Echoes of Sherlock Holmes: Stories Inspired by the Holmes Canon(110)
On the way back we passed the sunken radar bunker. If they’d had any sense they would have sought shelter in it. We slipped in and saw the brand new visitors’ book. They had all signed it and written, “Here for midnight 2015! Happy Yule!”
I groaned inwardly at that.
We went home to phone and tell everyone. Then the cops came from the neighboring island. Two incomers, both transferred up here from Glasgow. They asked after Shirley. They knew her from there. Said she had worked with them before.
They went off to see the campsite. They were there for a while. They came back with Shirley: they’d picked her up on the way back. Awkward, they said, to bring it up but they’d heard on the ferry that there was an argument in the bakery yesterday when Margie refused to sell them pancakes?
“No,” I corrected, “Margie refused to sell them all of the pancakes. That was the point. They wanted to clear the bakery out of pancakes and leave none for the rest of us. That’s not on.”
“I see,” said the one policeman thoughtfully. “Thing is, we looked in the car and found three pancakes on the back seat. It seemed strange.”
I suggested that the pancakes could have come from elsewhere. They seemed quite selfish, those men. Maybe they already had pancakes before they came into the bakery and were just being really greedy?
No one answered, but Margie looked uncomfortable. They took out a phone and showed her a photograph of the pancakes in situ. Yes, she said, they did look like her pancakes. She makes them big and half an inch deep. They left to go back and see the scene again and took Shirley with them. She might have something to add, they said. Margie sat crying in the front room.
An island is a self-selecting community, and that attracts a lot of oddities. People move here without really knowing anything about it. If an incomer mentions getting away from the rat race you know they won’t last. Give them one winter. They’ve usually argued with everyone, wherever they were before, and think other people are the problem. It takes coming here for them to realize that they’re the problem. We get cast in this uncomfortable psycho-drama every so often. When anyone comes here you wonder why. You wonder what their motive is. Not me though. I’m from here, as is Margie. Shirley isn’t, but we know she’s here for peace and quiet. And now the police are taking her to Saxa Vord and that’s the opposite of peace and quiet.
I like Shirley. I was a bit worried about her. That’s why I followed them.
Up across the hills and heaths, over the headland and down into the shallow valley, I followed the cops in my car. The wind was pulling and shoving my old Mini. It’s built for a city and not this exposed rock on the very edge of the Arctic Sea. It was already getting dark, still only early afternoon but the night glowered on the horizon, the sea clawing viciously at the cliffs. I drove with my lights off.

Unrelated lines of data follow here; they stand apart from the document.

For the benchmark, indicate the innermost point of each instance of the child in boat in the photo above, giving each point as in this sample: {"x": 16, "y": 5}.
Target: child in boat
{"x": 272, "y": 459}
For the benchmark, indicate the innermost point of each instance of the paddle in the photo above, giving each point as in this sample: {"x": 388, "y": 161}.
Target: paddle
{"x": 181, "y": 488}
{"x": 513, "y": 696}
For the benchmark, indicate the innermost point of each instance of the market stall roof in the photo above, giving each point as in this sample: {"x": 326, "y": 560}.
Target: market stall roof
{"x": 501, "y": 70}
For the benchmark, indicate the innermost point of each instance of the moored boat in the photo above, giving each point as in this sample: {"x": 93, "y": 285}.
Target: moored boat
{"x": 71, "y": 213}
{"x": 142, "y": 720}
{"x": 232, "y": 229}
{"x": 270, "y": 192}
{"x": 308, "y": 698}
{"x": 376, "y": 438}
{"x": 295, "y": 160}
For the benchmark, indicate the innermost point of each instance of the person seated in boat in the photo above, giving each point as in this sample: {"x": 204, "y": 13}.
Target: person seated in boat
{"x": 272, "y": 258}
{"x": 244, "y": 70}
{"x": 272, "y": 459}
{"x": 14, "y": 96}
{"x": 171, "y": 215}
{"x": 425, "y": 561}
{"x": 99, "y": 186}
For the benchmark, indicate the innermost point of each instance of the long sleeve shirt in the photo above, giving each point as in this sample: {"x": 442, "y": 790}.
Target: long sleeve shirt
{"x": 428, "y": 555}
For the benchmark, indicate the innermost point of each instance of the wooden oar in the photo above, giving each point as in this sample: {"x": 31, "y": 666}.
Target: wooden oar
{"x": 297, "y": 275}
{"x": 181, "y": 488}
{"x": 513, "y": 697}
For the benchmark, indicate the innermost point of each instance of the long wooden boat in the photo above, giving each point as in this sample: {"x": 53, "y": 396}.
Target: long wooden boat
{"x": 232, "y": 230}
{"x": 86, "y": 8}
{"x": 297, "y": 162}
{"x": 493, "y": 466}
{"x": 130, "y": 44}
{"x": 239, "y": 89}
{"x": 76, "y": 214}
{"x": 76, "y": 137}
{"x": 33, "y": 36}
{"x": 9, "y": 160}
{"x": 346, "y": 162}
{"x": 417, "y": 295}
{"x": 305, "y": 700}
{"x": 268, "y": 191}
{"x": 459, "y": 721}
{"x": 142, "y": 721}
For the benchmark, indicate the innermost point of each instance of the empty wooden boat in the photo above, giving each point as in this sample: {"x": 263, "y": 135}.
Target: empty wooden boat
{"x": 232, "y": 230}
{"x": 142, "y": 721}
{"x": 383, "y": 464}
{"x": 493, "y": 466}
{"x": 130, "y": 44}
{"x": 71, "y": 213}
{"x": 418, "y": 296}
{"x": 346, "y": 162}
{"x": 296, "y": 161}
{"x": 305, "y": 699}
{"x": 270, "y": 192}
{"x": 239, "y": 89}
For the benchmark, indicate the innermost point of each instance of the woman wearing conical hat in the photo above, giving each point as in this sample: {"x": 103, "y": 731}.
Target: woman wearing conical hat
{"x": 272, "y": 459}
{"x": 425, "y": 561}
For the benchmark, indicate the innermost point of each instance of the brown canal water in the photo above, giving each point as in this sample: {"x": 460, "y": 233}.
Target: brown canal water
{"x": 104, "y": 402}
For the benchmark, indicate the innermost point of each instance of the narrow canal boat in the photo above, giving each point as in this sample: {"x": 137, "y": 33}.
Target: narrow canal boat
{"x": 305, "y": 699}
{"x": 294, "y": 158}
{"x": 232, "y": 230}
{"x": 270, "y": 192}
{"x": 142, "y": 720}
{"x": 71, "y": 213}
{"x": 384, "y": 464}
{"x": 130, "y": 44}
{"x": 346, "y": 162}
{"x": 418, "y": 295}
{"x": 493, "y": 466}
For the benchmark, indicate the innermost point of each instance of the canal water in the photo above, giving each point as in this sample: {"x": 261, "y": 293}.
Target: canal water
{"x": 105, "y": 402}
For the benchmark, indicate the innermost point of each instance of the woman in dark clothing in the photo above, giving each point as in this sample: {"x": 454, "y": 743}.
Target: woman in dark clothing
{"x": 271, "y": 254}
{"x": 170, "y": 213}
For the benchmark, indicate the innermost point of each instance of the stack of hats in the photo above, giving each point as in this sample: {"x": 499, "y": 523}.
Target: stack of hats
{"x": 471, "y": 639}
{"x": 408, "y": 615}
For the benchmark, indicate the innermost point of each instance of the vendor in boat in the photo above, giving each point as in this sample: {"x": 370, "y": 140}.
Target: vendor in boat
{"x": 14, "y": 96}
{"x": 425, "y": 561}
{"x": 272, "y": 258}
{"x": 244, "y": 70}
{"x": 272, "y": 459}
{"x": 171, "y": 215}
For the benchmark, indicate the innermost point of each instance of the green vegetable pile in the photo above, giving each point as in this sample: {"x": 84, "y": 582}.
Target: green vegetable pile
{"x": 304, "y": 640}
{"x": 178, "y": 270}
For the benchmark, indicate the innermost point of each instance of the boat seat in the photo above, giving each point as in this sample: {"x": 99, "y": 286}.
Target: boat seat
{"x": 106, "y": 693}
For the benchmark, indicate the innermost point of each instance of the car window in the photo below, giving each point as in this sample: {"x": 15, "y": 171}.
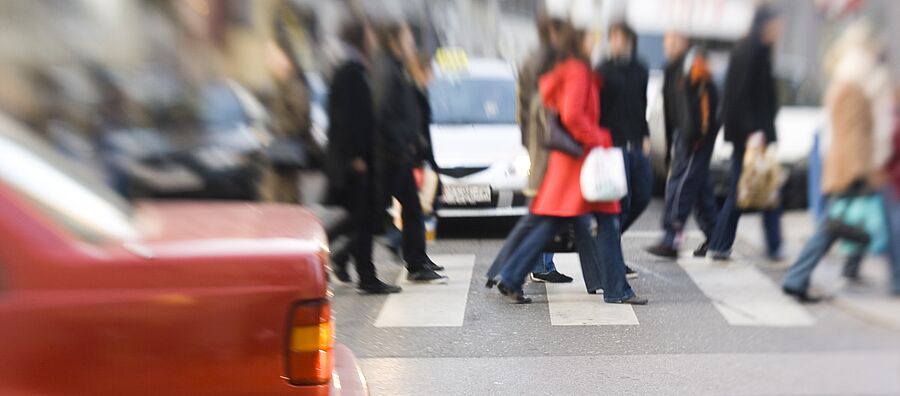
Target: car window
{"x": 77, "y": 202}
{"x": 473, "y": 101}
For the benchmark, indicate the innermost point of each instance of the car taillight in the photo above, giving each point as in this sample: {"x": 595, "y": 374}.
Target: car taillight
{"x": 310, "y": 359}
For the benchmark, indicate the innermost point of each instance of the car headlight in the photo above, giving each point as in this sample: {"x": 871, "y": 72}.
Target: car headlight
{"x": 521, "y": 165}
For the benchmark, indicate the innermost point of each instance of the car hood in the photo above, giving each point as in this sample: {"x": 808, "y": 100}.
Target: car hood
{"x": 472, "y": 146}
{"x": 218, "y": 228}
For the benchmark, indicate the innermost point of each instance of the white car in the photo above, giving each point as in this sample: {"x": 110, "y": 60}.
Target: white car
{"x": 477, "y": 143}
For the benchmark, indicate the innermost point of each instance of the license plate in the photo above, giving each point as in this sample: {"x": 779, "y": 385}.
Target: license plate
{"x": 467, "y": 194}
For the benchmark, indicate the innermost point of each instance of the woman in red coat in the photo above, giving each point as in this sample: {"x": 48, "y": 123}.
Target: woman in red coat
{"x": 573, "y": 90}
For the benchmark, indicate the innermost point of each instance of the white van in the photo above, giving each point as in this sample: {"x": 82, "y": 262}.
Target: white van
{"x": 477, "y": 144}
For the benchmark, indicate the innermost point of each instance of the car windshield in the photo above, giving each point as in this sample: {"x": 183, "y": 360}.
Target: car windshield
{"x": 75, "y": 201}
{"x": 473, "y": 101}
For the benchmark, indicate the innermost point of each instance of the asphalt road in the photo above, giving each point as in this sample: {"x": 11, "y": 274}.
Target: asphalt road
{"x": 717, "y": 330}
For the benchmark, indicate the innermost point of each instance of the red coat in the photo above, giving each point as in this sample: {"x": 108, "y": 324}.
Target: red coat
{"x": 573, "y": 90}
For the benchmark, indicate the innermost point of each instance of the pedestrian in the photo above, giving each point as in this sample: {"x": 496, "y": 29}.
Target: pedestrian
{"x": 530, "y": 116}
{"x": 571, "y": 88}
{"x": 624, "y": 103}
{"x": 290, "y": 125}
{"x": 749, "y": 106}
{"x": 689, "y": 102}
{"x": 858, "y": 104}
{"x": 351, "y": 158}
{"x": 399, "y": 122}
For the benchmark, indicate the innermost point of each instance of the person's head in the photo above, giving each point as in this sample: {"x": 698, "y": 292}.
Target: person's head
{"x": 574, "y": 42}
{"x": 397, "y": 39}
{"x": 622, "y": 40}
{"x": 767, "y": 25}
{"x": 359, "y": 35}
{"x": 675, "y": 45}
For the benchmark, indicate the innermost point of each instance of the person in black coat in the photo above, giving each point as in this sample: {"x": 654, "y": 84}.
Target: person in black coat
{"x": 624, "y": 103}
{"x": 623, "y": 100}
{"x": 749, "y": 107}
{"x": 350, "y": 164}
{"x": 690, "y": 102}
{"x": 399, "y": 124}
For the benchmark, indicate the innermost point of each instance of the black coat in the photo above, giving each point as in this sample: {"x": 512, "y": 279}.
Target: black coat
{"x": 398, "y": 115}
{"x": 623, "y": 101}
{"x": 351, "y": 114}
{"x": 749, "y": 103}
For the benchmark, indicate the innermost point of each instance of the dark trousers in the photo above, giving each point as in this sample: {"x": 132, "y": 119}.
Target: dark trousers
{"x": 640, "y": 186}
{"x": 601, "y": 260}
{"x": 361, "y": 204}
{"x": 402, "y": 185}
{"x": 689, "y": 189}
{"x": 583, "y": 244}
{"x": 725, "y": 231}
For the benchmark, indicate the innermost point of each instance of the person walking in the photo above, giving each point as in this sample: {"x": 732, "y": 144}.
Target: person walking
{"x": 858, "y": 104}
{"x": 350, "y": 164}
{"x": 690, "y": 101}
{"x": 399, "y": 121}
{"x": 749, "y": 107}
{"x": 570, "y": 88}
{"x": 532, "y": 123}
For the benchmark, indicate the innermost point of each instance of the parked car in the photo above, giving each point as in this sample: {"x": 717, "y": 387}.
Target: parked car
{"x": 219, "y": 158}
{"x": 477, "y": 143}
{"x": 99, "y": 297}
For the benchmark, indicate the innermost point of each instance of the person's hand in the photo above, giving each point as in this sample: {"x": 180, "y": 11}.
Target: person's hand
{"x": 358, "y": 165}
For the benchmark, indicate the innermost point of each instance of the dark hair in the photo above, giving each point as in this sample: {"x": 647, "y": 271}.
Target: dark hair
{"x": 389, "y": 33}
{"x": 625, "y": 29}
{"x": 570, "y": 42}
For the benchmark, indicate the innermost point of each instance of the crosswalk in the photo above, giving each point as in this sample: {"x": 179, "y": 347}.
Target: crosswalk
{"x": 741, "y": 293}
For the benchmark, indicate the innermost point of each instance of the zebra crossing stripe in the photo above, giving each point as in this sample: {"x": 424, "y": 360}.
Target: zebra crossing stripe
{"x": 570, "y": 305}
{"x": 745, "y": 296}
{"x": 431, "y": 305}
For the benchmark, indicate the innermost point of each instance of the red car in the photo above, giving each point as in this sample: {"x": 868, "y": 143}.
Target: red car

No point in giving them a rear view warning.
Just before the Vorde there’s a small cove in the hillside. I parked there and watched, keeping low.
The cop car had stopped on the cusp of the hill. The lights went out. I could see the three of them silhouetted in the windows, chatting for a while in the twilight. The doors opened, front and back, and they all got out. Shirley put her flashlight on first. She was watching the ground, her waxed Inverness Cape flapping in the frantic wind. She went into the radar bunker first. When she came out her shoulders were slumped. She walked slowly along the path to the Range Rover. The flashlight flicked up, catching the rope whipping under the wheels. She followed the ground markings to the tent pegs and the flat rectangle of grass. She brought her flashlight up to the ground beyond it, at the edge of the cliff. I knew she could read it all. I think I started blushing.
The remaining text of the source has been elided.